Juventus, Allegri: «Cristiano Ronaldo ha bisogno di riposo, niente Genoa. Da fallimento a finale, ci vuole equilibrio»

TORINO - Tre gol contro l’Atletico e un turno di riposo contro il Genoa. Max Allegri deve gestire Cristiano Ronaldo in un finale di stagione in cui il portoghese la differenza dovrà farla soprattutto in Champions. Senza CR7 - l’uomo che spacca le partite - la parola d’ordine è equilibrio. “Non eravamo scarsi e doveva essere un fallimento prima dell'Atletico, né siamo in finale ora. In questo momento deve regnare l'equilibrio,  come sempre. Martedì abbiamo fatto una cosa straordinaria: questo è il segnale: niente è scontato. Ronaldo?
L'ho lasciato a casa, ha bisogno di recuperare perché ha giocato tanto. Poi ha le due partite della Nazionale, quindi era rischioso farlo giocare ancora. Rischio squalifica? Assolutamente no. Martedì dopo l'esultanza di 42.000 allo stadio ci sarebbe da squalificarli tutti. Il sorteggio? Questa formula mi piace, almeno con un sorteggio solo ci si leva il dente. Inutile stare a dire che l'Ajax ha eliminato il Real ed è forte. Le chiacchiere non servono, prima di martedì eravamo fuori, ora siamo in finale”.

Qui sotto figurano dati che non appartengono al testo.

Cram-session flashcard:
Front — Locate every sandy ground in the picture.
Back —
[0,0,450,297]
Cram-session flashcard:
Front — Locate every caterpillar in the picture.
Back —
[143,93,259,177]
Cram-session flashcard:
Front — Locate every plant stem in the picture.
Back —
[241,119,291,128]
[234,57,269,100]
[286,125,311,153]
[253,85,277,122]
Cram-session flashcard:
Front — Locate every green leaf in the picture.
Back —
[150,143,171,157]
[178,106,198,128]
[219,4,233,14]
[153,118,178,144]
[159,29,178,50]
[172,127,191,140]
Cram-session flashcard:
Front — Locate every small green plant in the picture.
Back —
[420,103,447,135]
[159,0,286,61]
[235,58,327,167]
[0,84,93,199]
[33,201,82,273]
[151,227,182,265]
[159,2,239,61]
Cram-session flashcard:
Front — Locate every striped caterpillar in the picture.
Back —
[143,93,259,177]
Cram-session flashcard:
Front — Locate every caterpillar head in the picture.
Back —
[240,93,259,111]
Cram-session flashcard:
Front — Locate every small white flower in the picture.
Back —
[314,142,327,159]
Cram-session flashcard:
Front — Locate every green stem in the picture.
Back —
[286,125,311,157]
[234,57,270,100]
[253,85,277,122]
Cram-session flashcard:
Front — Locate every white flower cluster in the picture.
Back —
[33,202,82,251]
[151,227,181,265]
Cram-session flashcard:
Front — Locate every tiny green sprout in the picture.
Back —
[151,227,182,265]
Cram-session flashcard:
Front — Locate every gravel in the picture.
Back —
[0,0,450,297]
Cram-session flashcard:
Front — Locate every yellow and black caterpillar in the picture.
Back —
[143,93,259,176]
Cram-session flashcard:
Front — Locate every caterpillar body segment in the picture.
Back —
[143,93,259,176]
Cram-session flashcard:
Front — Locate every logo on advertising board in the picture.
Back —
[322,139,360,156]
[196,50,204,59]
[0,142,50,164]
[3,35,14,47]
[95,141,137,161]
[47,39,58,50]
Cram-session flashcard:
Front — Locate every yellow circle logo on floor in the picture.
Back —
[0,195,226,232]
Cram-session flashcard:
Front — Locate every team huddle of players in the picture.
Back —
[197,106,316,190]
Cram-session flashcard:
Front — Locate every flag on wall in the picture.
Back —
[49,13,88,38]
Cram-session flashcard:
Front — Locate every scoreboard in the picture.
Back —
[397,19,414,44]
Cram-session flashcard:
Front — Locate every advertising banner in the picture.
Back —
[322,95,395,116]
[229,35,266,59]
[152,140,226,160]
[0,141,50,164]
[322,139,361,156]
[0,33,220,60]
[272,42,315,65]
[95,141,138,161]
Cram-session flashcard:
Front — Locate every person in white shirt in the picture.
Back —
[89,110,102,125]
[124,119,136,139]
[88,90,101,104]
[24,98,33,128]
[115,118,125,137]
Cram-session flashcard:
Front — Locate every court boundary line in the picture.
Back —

ONDA LUNGA - “Vogliamo sfruttare l’onda di entusiasmo post Champions, abbiamo il Genoa, poi una settimana per recuperare. Bisogna continuare a lavorare mantenendo un profilo basso. In Champions non ho fatto niente, ho messo undici giocatori in campo. Ho detto che l'obiettivo della sera era non far calciare un angolo all'Atletico e in quello sono stati bravi”.

NESSUN RIPENSAMENTO SOCIAL - “Sui social non torno assolutamente. Ripeto, sono uscito perché volevo uscire. Come sono entrato in maniera normale e semplice ci sono uscito. Credo che normalità e semplicità siano due caratteristiche fondamentali”.

DOUGLAS K.O. - “Cuadrado l'ho visto stamattina muovere le gambe, pensavo peggio. De Sciglio da lunedì rientra a lavorare e con l'Empoli sarà a disposizione. Douglas Costa giovedì farà un esame e sapremo se è a posto altrimenti potrebbe saltare anche il ritorno con l’Ajax. Barzagli da valutare, Khedira sta facendo lavoro aerobico, Mandzukic ha preso una botta, avere dentro l'area uno della sua fisicità è fondamentale. Domani o gioca lui o gioca Kean, ma se non gioca dall'inizio Kean sarà un cambio importante. In questo momento devono diventare importanti quelli che hanno risposato di più: Emre Can, Rugani, Dyabal, Bernardeschi, Caceres stesso, Spinazzola. Perin gioca”.

FUTURO - “Il mio futuro non dipendeva dall'Atletico, a fine anno come abbiamo deciso parleremo col presidente, con Paratici, con Nedved e vedremo quale può essere il futuro. In questo momento però non ha senso parlarne, viviamoci e godiamoci questo momento”.